Das ich ein großer Fan von idiotisch anmutenden Dialogen beim Bäcker bin, habe ich Ja schon des Öfteren dargelegt. Allerdings kommt nun noch ein Cafébesuch in Rothenburg ob der Tauber dazu. Bevor wir aber ins Café gehen und der Apfelkuchenbestellung lauschen, erstmal zu Mutter Courage und den FFP2-Maksen.

Meine mir von unserem Multiversum anvertraute Gattin und ich haben eine langes Wochenende gemacht, als Ausgleich zur von den „Debilanten“ in Berlin verordneten Corona-Tristesse der vergangenen 8 Monate von November bis Juni. Wir haben am Freitag in Schwäbisch-Hall Golf gespielt und am Samstag in Rothenburg o. d. T. Am Sonntag hat es ordentlich geregnet, so dass wir uns das Spielen von 9-Loch in Dinkelsbühl, wo wir übernachteten, erspart haben.
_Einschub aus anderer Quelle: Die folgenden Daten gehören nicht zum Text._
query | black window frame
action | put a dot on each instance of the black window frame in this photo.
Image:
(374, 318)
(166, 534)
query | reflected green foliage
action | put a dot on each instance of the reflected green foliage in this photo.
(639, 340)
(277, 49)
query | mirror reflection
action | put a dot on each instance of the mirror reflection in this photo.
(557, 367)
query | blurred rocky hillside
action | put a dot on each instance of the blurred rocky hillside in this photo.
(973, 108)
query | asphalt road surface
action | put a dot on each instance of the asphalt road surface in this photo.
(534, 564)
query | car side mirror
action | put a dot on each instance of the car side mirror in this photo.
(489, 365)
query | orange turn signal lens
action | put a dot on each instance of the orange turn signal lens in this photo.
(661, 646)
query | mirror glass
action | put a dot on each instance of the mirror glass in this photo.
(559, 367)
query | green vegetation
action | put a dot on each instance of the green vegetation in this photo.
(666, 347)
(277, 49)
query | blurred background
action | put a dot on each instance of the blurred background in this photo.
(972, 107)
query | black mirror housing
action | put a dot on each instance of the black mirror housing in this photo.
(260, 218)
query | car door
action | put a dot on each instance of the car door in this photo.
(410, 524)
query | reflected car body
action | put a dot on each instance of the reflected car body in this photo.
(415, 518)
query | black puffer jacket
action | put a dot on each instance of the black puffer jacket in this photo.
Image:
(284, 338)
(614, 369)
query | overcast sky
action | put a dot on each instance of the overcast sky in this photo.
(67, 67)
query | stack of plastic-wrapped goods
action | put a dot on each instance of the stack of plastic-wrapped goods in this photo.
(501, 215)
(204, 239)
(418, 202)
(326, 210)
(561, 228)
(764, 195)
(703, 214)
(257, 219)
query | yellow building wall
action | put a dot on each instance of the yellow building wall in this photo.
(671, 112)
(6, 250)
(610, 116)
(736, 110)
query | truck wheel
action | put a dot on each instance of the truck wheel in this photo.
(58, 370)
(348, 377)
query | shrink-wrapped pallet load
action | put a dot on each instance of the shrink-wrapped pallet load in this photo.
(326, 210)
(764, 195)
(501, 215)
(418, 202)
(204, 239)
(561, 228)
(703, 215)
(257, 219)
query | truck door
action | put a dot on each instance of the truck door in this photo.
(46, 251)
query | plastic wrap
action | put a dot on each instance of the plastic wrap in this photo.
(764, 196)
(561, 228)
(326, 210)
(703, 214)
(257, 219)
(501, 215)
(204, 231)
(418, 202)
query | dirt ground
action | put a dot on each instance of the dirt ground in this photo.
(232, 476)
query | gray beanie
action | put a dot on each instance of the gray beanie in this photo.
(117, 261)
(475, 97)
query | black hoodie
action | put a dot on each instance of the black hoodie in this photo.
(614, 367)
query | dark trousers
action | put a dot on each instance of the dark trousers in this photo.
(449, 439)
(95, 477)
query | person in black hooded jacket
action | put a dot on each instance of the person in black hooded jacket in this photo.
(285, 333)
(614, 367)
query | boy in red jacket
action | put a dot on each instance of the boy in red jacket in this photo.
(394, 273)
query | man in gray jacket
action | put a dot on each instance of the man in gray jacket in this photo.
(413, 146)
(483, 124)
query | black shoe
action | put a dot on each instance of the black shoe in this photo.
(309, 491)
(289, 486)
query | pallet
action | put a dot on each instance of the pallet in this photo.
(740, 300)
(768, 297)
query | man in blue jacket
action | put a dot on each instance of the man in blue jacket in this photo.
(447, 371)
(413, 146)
Hier ist noch speziell für Annalena –
Gott schütze uns vor Sturm und Wind,
und Annalena dem Grünen Kind
– zu erwähnen, dass vor dem Hotel ein Bus stand mit welchem eine riesige Gruppe Holländer angereist war, auf dem in großen Lettern das Z-Wort prangte wie ein Mahnmal dafür, dass sprachliche Bedeutungen von inhaltlichen durchaus abweichen können, was aber Grünen kaum mehr beizubringen scheint. In großen Lettern prangte dort auf rotem Grund: „de Zigeuner“. Für einen Bus voll umherreisender Holländer doch recht passend, wie ich meine. Das Z-Wort steht in diesem Fall Ja stellvertretend für umherziehen und kann in diesem Kontext mitnichten diskriminierend sein!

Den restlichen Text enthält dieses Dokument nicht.